I think that ECP could make the biggest difference in terminals, rather than on the road.

Facilities were designed for shorter trains, and the time savings and capacity increase by quickening the time it takes to build the trains of today.

What I'd love to see is railroads do is go even further, by using ECP, DPU and train handling helper like an improved LEADER to create trains composed of individual blocks with their own locomotive that could be rapidly connected and split.

Running longer trains lowers the number of crew starts and requires fewer meets, running shorter trains more frequently lowers the penalty of missed connections and increases operational flexibility. If it's easy for blocks to be split on and off quickly, you can combine a lot of short trains into longer ones to get the benefits of both.

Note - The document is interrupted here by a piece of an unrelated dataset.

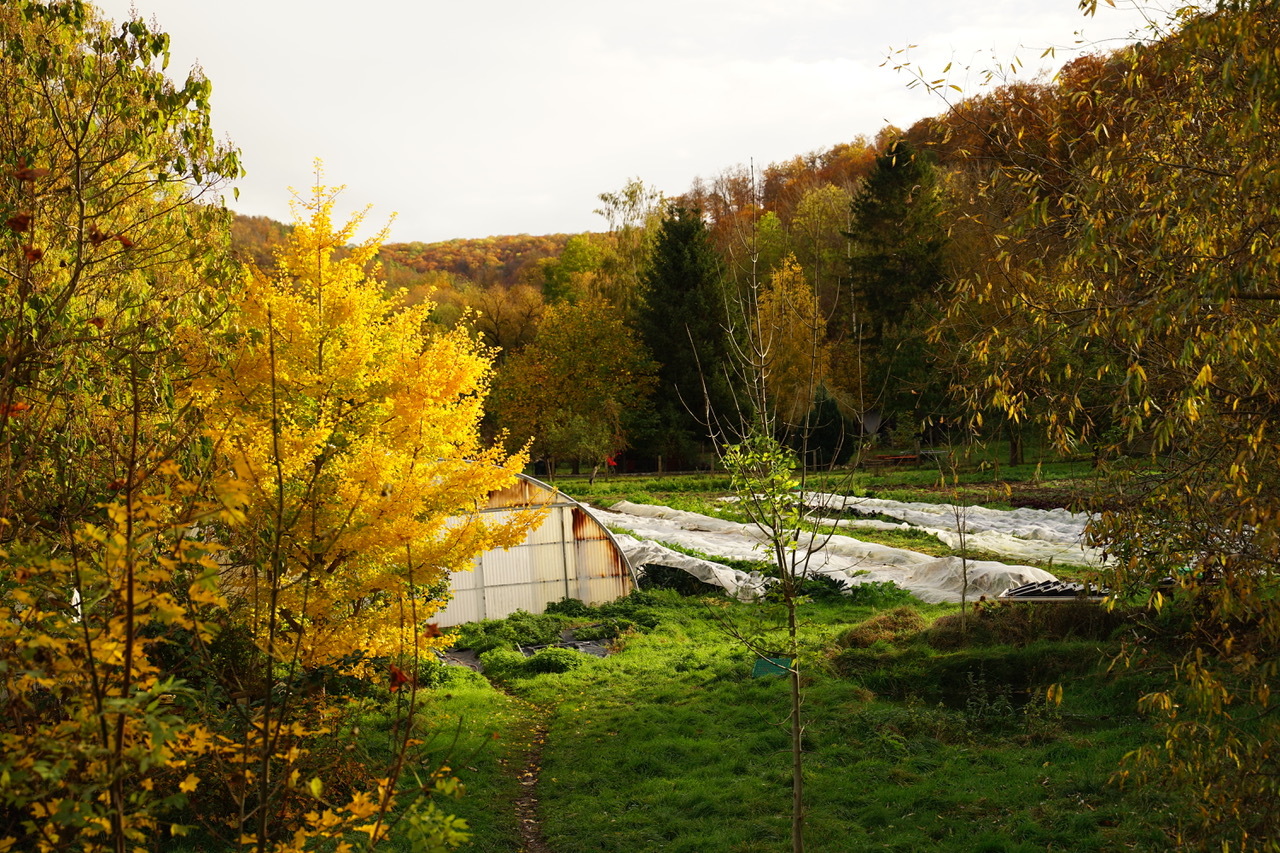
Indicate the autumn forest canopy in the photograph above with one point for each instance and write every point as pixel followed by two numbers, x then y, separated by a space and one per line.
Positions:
pixel 240 459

ECP would substantially reduce the time penalty of block swapping, allowing for operating plans sending out an eastbound every hour, with whatever traffic is going that way on it, and traffic that misses the connection sitting for less than an hour, rather than up to 24 hours.

I think it would allow shorter corridors to better compete with trucks, particularly if you could simply detach something like an LA-Phoenix block from the back of an LA-Chicago freight with minimal delay to the rest of the traffic headed east.

 

I read once how the ecp system worked in an employee publication.  I don't remember if it was a system special instructions or something on the web site.  I can't find anything on it now.  I save my old SSIs to might have to look through them.

I seem to recall when modifying the consist (picking up or setting out) each car (I think by intial and number) had to be entered or deleted from the consist for the system to properly recognize what cars were in the train.  Possibly that could be done by the system downloading a new train list everytime a scheduled work event took place.  Unplanned work would still need to be manually updated.

ECP is really something more suitable for unit type trains.  Consists that don't change much between origina and destination.  Not so much for carload or blocks of carload traffic.  Which would fit in with their desire to kill off such business.